Gambia introduced rotavirus vaccines in 2013, and introductions in Kenya and Mali followed in 2014. The clinical sites participating in the VIDA study had previously reported data to the seminal GEMS study that analyzed diarrhea-causing pathogens from 2007-2011 in sub-Saharan African and Southeast Asia. VIDA represents the first comprehensive review of diarrhea-causing pathogens since those milestones.

“Using the same three sites in sub-Saharan Africa, we have generated data from the region experiencing the highest burden mortality from diarrheal diseases,” explained Dr. Dilruba Nasrin, an associate professor at the University of Maryland School of Medicine Center for Vaccine Development and a co-author on the VIDA study. “By using comparable methodology to elucidate incidence, etiology, and adverse consequences, we can understand the most severe diarrheal episodes and prioritize prevention.”

Overall, VIDA’s results reveal a decline in diarrhea mortality over the past decade. Specific data are forthcoming in a future journal publication. Researchers attributed these gains to changes in social, environmental, and economic conditions, as well as introduction and high coverage of rotavirus vaccines.

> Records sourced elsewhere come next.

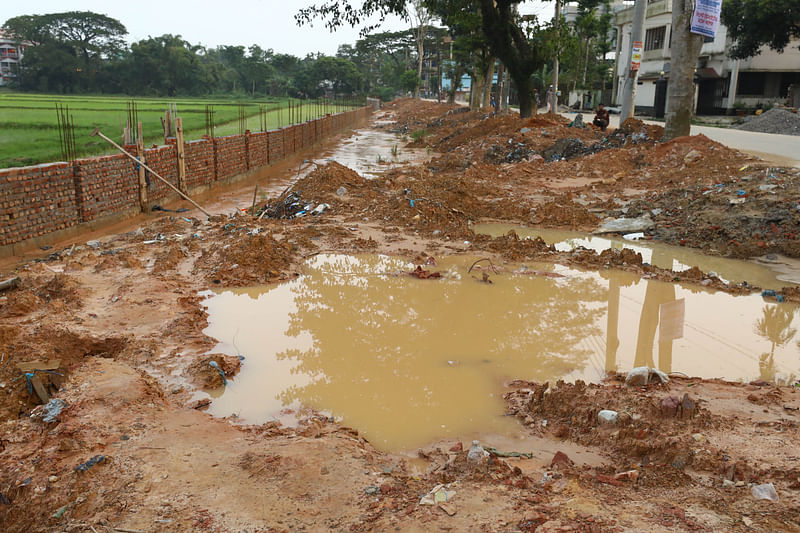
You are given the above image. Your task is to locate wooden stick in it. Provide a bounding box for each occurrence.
[91,128,211,217]
[175,117,186,191]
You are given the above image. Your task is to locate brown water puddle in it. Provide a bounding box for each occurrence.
[205,255,800,451]
[472,223,800,289]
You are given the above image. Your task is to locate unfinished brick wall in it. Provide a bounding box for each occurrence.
[146,143,178,203]
[0,107,372,251]
[73,154,139,222]
[0,163,78,245]
[185,139,214,189]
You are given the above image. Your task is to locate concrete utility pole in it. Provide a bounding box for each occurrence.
[550,0,561,113]
[619,0,647,124]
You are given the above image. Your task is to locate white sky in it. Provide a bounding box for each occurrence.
[0,0,553,57]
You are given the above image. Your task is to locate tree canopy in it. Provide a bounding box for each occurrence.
[722,0,800,59]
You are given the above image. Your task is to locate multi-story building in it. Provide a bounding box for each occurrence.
[613,0,800,114]
[0,31,32,86]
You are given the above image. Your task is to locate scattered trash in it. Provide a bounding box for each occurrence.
[0,276,20,291]
[38,398,67,423]
[418,485,456,505]
[597,409,619,424]
[467,440,489,463]
[150,205,189,213]
[74,455,106,472]
[614,470,639,481]
[408,265,442,279]
[208,361,228,385]
[52,503,72,518]
[625,366,669,387]
[622,231,644,241]
[484,446,533,459]
[750,483,780,503]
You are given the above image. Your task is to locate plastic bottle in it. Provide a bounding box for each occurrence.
[467,440,487,463]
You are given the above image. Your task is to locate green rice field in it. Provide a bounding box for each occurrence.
[0,91,360,168]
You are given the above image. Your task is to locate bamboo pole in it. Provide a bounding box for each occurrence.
[90,128,211,217]
[136,122,147,213]
[175,117,186,191]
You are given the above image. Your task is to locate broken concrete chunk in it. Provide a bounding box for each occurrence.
[597,409,619,424]
[592,215,655,234]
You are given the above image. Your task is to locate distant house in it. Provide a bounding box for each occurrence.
[613,0,800,114]
[0,31,33,86]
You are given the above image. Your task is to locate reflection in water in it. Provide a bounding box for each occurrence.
[205,255,799,450]
[472,224,797,289]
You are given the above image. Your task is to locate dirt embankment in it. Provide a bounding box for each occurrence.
[0,100,800,532]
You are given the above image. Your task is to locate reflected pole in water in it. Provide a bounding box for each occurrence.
[606,276,619,372]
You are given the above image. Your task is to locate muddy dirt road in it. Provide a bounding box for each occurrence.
[0,100,800,532]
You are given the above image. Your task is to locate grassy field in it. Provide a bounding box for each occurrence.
[0,91,360,168]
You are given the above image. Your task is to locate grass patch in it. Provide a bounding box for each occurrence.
[0,91,356,168]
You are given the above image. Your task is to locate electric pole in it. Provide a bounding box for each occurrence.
[550,0,561,113]
[617,0,647,124]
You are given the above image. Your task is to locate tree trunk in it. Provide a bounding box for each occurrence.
[469,73,483,111]
[664,0,703,140]
[414,36,425,98]
[481,57,494,107]
[512,76,533,118]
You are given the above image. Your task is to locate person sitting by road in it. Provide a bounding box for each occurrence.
[592,104,611,131]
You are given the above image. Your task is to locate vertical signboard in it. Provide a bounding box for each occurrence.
[631,41,642,70]
[690,0,722,38]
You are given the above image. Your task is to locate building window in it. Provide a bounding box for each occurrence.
[644,26,667,52]
[737,72,764,96]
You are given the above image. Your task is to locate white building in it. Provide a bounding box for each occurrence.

But too many children still face the risk of infection by the dangerous pathogens under VIDA’s microscope. No child should die of diarrhea, and evidence of progress alongside persistent obstacles is crucial to spur greater investment. Data unveiled through the VIDA study, the experts conclude, “provides a target and motivation for national health programs to develop focused goals for improvement.” As always, an integrated investment in prevention and treatment, tailored to community-level needs, is the best way to protect children from these everyday infectious threats.